Auf dieser Fläche hat die Firma Fahrner bereits im Frühjahr 2023 einen Damm aufgeschüttet, der dafür sorgt, dass das Wasser nach Oberhornbach zurückgehalten wird, bevor es gedrosselt in den Hornbach fließt. Die Drosselleistung entspricht dabei dem maximalen Leistungsvermögen des Bachlaufs im Bereich der geschlossenen Bebauung Niederhornbachs von 1,0 m³/s. Der Damm musste sich über einige Monate setzen. Während dieser Zeit ist allerdings der Grundwasserspiegel – vermutlich aufgrund der hohen Niederschlagsmenge – so sehr angestiegen, dass das Tosbecken zunächst nicht betoniert werden konnte. Mit Hilfe von Feuerwehrpumpen konnte das Grundwasser dann jedoch auf einfachem Weg abgesenkt werden, sodass die Restarbeiten erledigt werden konnten.

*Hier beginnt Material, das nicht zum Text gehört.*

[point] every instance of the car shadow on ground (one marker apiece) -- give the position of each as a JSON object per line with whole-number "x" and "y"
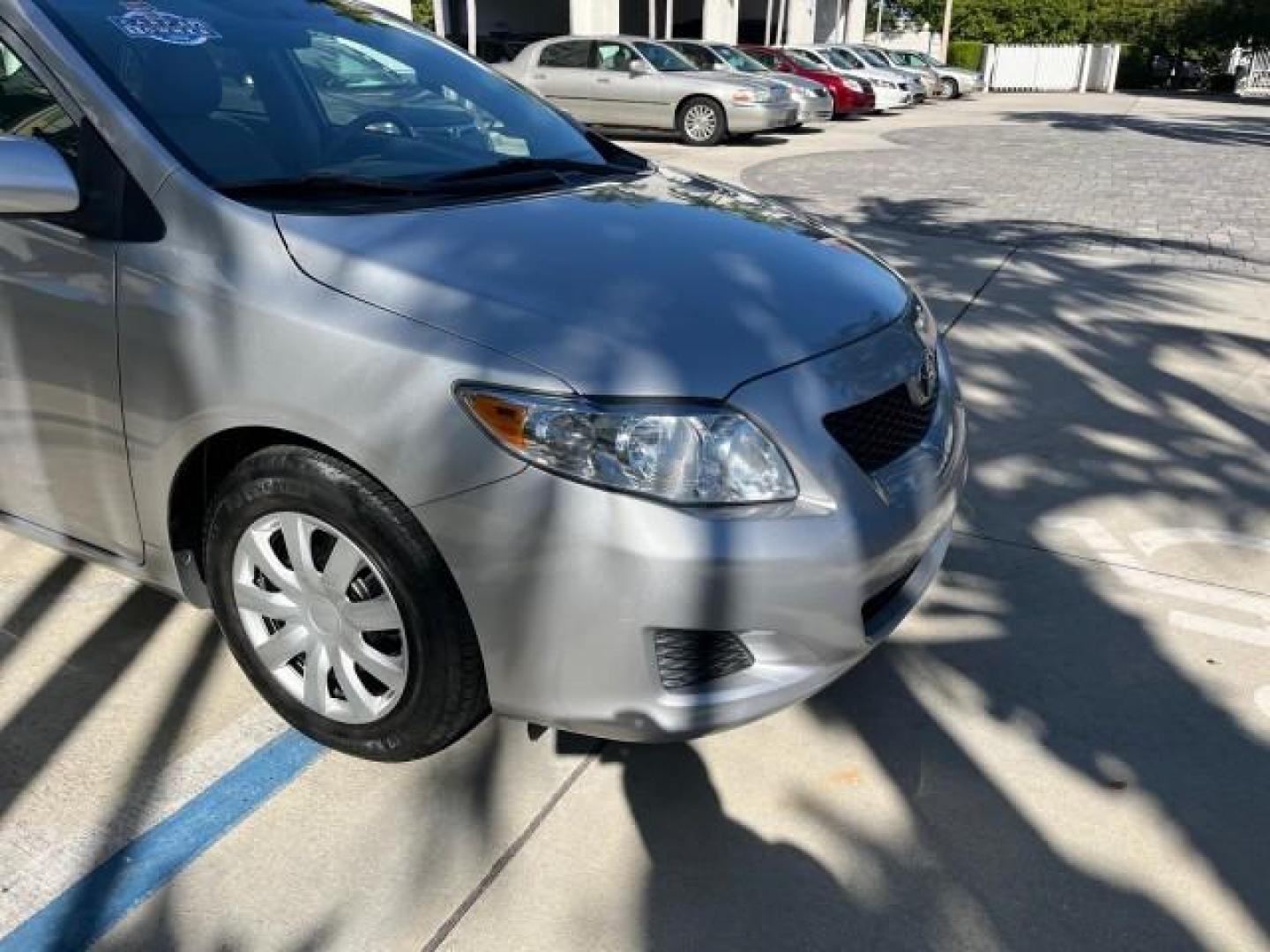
{"x": 1204, "y": 130}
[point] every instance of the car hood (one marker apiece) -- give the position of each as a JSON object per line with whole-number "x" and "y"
{"x": 661, "y": 286}
{"x": 796, "y": 83}
{"x": 729, "y": 80}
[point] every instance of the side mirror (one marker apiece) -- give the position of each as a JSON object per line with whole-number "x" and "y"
{"x": 34, "y": 179}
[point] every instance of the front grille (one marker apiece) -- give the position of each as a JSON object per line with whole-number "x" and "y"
{"x": 689, "y": 658}
{"x": 880, "y": 430}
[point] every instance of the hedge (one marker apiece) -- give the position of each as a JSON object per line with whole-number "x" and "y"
{"x": 966, "y": 54}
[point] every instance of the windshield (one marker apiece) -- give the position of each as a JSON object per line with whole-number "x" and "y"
{"x": 873, "y": 57}
{"x": 663, "y": 58}
{"x": 804, "y": 61}
{"x": 254, "y": 92}
{"x": 738, "y": 60}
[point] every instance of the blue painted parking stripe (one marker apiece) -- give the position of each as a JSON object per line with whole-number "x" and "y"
{"x": 86, "y": 911}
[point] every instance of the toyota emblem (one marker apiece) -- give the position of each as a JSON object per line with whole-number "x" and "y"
{"x": 925, "y": 383}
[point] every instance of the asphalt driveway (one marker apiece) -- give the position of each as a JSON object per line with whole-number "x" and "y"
{"x": 1068, "y": 747}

Das Rückhaltevolumen beläuft sich auf 36.300 Kubikmeter, was Niederhornbach vor einem Starkregenereignis, das statistisch gesehen einmal in 100 Jahren eintritt, schützt. Außerdem wurde im Zuge der Bauarbeiten der Hornbach ein Stückchen verlegt und in dem Bereich zwischen Ober- und Niederhornbach ökologisch aufgewertet. Der Bach verläuft nun statt geradlinig mäandrierend und wird am Ufer mit verschiedenen Büschen und Bäumen bepflanzt. Um die vorhandenen Synergien maximal zu nutzen, wurde die Hochwasserschutzmaßnahme zum Anlass genommen, im Ober- und Unterlauf des Damms insgesamt drei Retentionsmulden anzulegen. Dies war aus dem Gesichtspunkt der genehmigten Niederschlagswassereinleitungen erforderlich, weil der Hornbach von seiner Leistungsfähigkeit her nicht ausreichend dimensioniert ist. Mit der Anlage der Mulden wurde damit der Markt Pfeffenhausen den entsprechenden Vorgaben der unteren Wasserrechtsbehörde am Landshuter Landratsamt gerecht.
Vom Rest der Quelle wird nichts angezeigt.